Only very few prospective data report on the long-term follow-up of PPCM patients beyond 5 years after initial diagnosis. A German study prospectively investigated outcome of 67 patients, with a mean follow-up of 63 ± 11 months.69 The LV function improved from 26% at initial diagnosis to 50% after 12 months and 54% after 5 years. The number of patients experiencing full recovery was 48% after 6 months, further rising to 60% and 72% after 1 and 5 years, respectively.
Conclusion
PPCM is a global disease that is often associated with a delayed diagnosis, leading to significant morbidity and mortality. It is an important contributor to early (<42 days) and late (up to 1 year) postpartum maternal death. The reported 1-year mortality ranges from 5% to 25%.
In the last two decades, remarkable advances in the comprehension of the pathogenesis and the improvement in patient management and therapy have been achieved, including a disease-specific therapeutic option, namely bromocriptine, which should be considered.
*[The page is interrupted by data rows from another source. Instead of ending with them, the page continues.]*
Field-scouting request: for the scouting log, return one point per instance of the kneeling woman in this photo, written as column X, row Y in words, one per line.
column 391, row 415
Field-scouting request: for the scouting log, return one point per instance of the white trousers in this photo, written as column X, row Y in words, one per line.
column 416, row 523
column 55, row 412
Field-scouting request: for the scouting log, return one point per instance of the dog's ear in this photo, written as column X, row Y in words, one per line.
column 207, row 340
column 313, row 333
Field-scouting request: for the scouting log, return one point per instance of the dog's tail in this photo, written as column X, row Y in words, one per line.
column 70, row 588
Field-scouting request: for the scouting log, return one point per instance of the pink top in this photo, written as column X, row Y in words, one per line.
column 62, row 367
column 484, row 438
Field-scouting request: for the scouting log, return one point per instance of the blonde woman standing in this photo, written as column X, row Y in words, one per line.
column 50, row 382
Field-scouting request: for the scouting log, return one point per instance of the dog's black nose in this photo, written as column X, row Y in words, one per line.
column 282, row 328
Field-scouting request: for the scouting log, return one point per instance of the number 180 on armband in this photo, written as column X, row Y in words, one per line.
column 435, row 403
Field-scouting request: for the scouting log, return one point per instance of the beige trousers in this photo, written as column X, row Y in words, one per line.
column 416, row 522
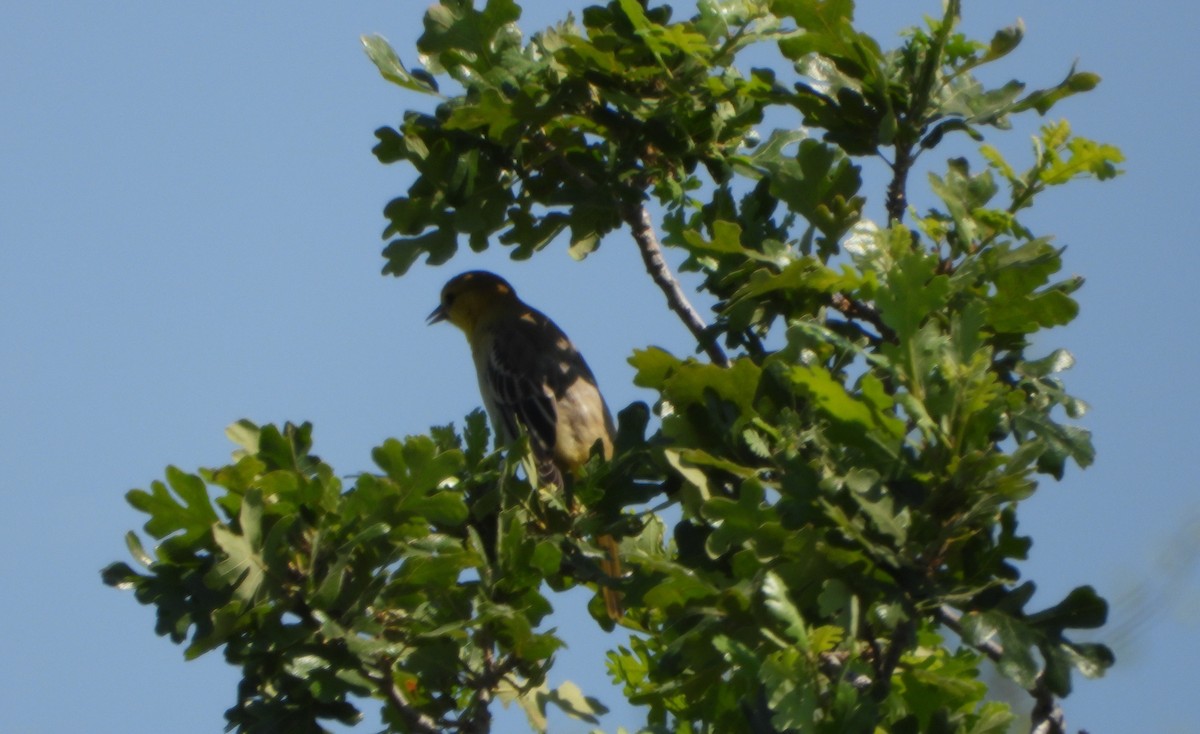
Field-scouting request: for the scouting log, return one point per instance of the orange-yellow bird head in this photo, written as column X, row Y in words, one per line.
column 471, row 296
This is largely due to team-effort and close collaboration between basic scientists, cardiologists, intensive care specialists and obstetricians. Recent data suggest that referral for genetic work-up should be considered for patients with a family history of a cardiomyopathy or sudden death.
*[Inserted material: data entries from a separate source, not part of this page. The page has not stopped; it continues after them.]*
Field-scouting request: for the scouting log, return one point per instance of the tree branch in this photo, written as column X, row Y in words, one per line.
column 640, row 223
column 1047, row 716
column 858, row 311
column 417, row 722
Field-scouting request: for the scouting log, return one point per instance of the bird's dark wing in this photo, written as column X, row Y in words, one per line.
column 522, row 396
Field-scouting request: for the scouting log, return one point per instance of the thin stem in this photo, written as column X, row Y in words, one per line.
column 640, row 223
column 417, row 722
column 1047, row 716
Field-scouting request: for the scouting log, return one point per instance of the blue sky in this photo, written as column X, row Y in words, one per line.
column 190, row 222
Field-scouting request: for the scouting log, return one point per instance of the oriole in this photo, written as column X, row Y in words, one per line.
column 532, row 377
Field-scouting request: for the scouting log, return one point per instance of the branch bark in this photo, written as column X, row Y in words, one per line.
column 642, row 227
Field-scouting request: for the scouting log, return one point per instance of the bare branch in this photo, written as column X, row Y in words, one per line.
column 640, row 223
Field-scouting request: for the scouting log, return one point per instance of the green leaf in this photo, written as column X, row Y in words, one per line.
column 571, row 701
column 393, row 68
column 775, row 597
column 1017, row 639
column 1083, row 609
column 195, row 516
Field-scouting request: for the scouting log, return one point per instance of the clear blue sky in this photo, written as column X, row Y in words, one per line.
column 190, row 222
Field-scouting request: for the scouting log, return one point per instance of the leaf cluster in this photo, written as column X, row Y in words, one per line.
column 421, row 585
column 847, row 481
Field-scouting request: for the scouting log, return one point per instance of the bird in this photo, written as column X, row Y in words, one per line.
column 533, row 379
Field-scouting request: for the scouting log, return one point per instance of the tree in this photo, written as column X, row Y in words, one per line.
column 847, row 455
With increasing awareness and better diagnostic tools the disease has moved from ‘rare’ to a ‘relatively frequent’ pregnancy complication, thereby raising research interest in this field.
Under the umbrella of the Heart Failure Association of the ESC, a PPCM Working Group was established in 2009, which led to several research projects advancing the knowledge about this condition.70
Despite ongoing research, numerous uncertainties regarding the incidence, pathophysiology, treatment, and prognosis of PPCM patients persist, indicating the need for further investigation. The need is to create more awareness about this condition globally, but also to understand differences in mode and presentation.
The establishment of the international registry on PPCM, funded by the ESC under the umbrella of the EORP, which recruited >700 patients from >40 countries will conclude its follow-up in 2021. Many more lessons will be learned from this program but also from other studies, such as the multi-centre Nigerian PEACE PPCM registry54 , 71 and the large clinical service dedicated to women with PPCM in Iraq.72
Funding
We would like to acknowledge institutional support in the form of an unconditional research grant from Servier: Intitut La Conference Hippocrat and student support from the University of Cape Town. We would also like to thank Ms Sylvia Dennis of the Cape Heart Institute for her assistance with manuscript preparation.
Conflict of interest: None declared.